Riding the Iron Rooster by Paul Theroux

Riding the Iron Rooster by Paul Theroux

Author:Paul Theroux
Language: eng
Format: mobi, epub, pdf
ISBN: 9780618658978
Publisher: Houghton Mifflin Harcourt
Published: 2011-10-04T04:25:09+00:00


The Chinese flock to Kunming to gape at the colorful natives—twenty-three separate minorities, all gaily dressed in handsomely stitched skirts and quilted jackets, boots and headdresses. They come from the far-flung parts of Yunnan to sell their pretty embroidery and their baskets. They are attractive and a bit wild, and they look uncompromisingly ethnic. Mao's stern, gray policies were merely a hiccup in their technicolor tribalism. For the Chinese, the minorities in Yunnan are somewhere between hillbillies and zoo animals.

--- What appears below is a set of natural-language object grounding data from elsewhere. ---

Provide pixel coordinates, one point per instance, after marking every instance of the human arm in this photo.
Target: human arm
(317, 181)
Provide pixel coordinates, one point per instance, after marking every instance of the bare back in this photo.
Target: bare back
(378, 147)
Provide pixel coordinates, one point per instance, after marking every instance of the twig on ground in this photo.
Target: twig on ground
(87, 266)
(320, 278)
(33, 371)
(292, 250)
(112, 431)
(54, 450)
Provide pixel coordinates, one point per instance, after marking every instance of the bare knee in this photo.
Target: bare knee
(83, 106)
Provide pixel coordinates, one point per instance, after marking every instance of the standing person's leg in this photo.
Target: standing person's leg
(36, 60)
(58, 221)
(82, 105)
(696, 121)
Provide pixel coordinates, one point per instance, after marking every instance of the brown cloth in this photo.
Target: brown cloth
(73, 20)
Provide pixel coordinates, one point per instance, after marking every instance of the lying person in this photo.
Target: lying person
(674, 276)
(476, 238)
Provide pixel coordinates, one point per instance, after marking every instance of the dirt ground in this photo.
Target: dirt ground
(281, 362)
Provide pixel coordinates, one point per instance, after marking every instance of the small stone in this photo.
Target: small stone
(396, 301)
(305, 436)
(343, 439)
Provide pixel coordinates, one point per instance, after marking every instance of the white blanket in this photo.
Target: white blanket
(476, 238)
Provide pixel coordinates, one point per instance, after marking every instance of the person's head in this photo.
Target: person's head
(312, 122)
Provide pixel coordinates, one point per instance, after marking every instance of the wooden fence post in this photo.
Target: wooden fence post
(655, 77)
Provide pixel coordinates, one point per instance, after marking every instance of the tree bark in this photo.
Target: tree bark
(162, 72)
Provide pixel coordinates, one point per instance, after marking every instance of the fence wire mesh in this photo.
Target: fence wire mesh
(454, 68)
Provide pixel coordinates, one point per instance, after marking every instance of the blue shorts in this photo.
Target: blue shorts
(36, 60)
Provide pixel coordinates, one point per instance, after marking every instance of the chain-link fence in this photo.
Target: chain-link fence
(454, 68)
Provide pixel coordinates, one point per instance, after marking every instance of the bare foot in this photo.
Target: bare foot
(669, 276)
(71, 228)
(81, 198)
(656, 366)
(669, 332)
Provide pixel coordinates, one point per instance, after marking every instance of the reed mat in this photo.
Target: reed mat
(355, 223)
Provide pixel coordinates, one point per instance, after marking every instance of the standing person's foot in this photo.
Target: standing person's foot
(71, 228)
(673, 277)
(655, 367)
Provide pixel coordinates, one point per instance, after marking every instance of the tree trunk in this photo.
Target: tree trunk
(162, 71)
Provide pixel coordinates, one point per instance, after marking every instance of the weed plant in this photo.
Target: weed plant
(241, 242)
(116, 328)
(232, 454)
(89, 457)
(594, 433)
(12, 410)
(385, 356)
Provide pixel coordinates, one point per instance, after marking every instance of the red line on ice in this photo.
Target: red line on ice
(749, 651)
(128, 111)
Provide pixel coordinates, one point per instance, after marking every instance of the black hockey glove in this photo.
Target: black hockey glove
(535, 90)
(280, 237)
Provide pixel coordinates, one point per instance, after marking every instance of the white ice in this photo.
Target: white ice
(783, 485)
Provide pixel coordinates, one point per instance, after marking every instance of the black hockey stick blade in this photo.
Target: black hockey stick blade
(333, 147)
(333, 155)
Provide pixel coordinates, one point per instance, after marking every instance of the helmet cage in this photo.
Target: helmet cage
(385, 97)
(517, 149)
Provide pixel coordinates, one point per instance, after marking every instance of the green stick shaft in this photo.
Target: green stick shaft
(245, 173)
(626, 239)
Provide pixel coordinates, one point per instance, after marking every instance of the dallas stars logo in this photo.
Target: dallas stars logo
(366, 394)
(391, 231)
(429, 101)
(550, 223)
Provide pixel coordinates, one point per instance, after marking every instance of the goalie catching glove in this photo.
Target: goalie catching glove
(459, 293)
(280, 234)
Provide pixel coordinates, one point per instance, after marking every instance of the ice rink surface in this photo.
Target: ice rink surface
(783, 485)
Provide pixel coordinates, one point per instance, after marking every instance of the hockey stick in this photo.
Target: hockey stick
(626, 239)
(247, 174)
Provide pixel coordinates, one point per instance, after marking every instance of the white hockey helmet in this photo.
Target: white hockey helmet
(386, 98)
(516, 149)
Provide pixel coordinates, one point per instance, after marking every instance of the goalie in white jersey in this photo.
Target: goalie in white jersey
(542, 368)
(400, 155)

What exactly do these minority people themselves think? Are they rebellious or downtrodden? Do they crave autonomy? Their numbers are very small: only 5000 Drung people in Yunnan, only 12,000 Jinuos and twice that number of Pumis. The Uighurs and the Yi people were another matter—there were millions of them. At about the time I was in Yunnan there were uprisings and riots among Soviet minorities—in Kazakhstan and Kirghizia. I could imagine that happening in China—perhaps a Muslim rebellion like the one that raged through Xinjiang in the nineteenth century. And I could imagine the same result: it would be ruthlessly suppressed.

People also go to Kunming to visit the stone forest ("We call this one Chicken Tree—can you see why?") and to see the polluted lake and the temples above it, which are so relentlessly visited they are practically worn away from the successive waves of trampling feet, and those temples that aren't are buried under ice-cream sticks and candy wrappers and half-eaten moon cakes.

I went for walks. I even managed to lose Mr. Fang for a few days. I went to an exhibition commemorating the tenth anniversary of the death of Zhou Enlai. There was a sort of Zhou Enlai cult growing in China. It was also the tenth anniversary of the death of Mao, but no such exhibition had been mounted for him. Of the thirty-odd photographs in the Zhou exhibition, only one showed Mao Zedong—in 1949, Liberation Year: Mao very small, Zhou very large.

At an antique shop near the exhibit I saw a very shapely bronze incense burner—a water buffalo. It stood among the junk jewelry, the broken pocket watches, the old forks with twisted tines, the Yunnanese tobacco pouches. I asked how much?

The price he quoted was seventeen thousand dollars.

I was still laughing as I strolled through the market in the Kunming back streets. It was there that I worked out a way of eating Chinese dumplings without risking infectious hepatitis or cholera or bubonic plague (there had been recent outbreaks of this medieval life-shortener in northern Yunnan and Qinghai). There are few dishes tastier than freshly fried or steamed Chinese dumplings, and they were tastiest in the open-air markets. But the plates they were served in were washed in dirty water, and the chopsticks were simply wiped off and reused.

My hygienic answer was to ask for them in a piece of paper—and to provide my own paper. And the chopsticks could be made safe by scorching them in the cooking fire—holding them in the flames for a few moments to kill the germs.